On July 2, in the Barrolândia district in southern Bahia, peasants who had been previously forced out of their land on behalf of the multinational corporation Veracel Celulose, fought back against the armed “private security firm” GPS. The armed paramilitary, known for repeated acts of aggression and intimidation against the peasant families who occupied the region, tried to force families who were camped by the road out of the area, but were met with sticks, machetes, and scythes. The encounter ended with GPS abandoning the area with one “security” officer injured, and six of their cars set ablaze.
On June 25, dozens of workers blocked the highway leading into the city of Pau D’Arco in Pará, in protest against the new threat of reintegration against Camp Jane Júlia. The encampment has resumed production on the same land as the Fazenda Santa Lucia community, which was previously demolished after a police invasion in 2017 that resulted in the torture and slaughter of ten peasants.

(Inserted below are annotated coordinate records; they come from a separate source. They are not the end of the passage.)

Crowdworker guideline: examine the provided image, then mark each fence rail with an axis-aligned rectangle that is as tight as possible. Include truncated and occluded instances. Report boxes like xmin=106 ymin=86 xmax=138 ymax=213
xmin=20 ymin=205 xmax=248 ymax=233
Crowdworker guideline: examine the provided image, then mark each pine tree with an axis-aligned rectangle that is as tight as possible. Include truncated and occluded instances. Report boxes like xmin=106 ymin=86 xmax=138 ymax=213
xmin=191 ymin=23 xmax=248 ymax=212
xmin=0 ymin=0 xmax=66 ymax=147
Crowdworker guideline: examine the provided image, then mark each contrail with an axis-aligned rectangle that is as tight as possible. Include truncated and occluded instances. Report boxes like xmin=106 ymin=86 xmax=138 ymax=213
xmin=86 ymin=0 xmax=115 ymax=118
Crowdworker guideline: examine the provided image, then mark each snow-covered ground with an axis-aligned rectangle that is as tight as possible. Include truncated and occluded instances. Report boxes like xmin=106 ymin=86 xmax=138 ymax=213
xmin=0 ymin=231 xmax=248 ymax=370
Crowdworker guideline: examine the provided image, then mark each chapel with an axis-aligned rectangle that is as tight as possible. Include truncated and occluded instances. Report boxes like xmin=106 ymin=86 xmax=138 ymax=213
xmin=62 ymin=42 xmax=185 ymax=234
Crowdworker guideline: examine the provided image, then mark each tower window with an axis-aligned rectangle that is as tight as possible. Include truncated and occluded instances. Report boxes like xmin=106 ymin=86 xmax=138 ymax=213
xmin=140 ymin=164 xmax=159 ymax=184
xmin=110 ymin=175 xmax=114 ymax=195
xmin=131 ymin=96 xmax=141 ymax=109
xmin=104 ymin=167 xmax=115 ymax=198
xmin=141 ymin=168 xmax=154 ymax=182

Due to strong mobilizations of peasants supported by the LCP of Southern Pará and Tocantins, the National Institute of Colonization and Agrarian Reform (INCRA) was forced to recognize the land tenure in the favor of the peasants, months after the slaughter. Even though the state has recognized their claim to the land, the threat of reintegration still looms in the horizon, while many of the police who took part in the slaughter are still free two years later.
Across the country, peasants are fighting in the agrarian revolution as part of the struggle for New Democracy against semi-feudalism and the reactionary state. They face repeated attacks to their homes and communities but remain steadfast in their struggle for land and against exploitation.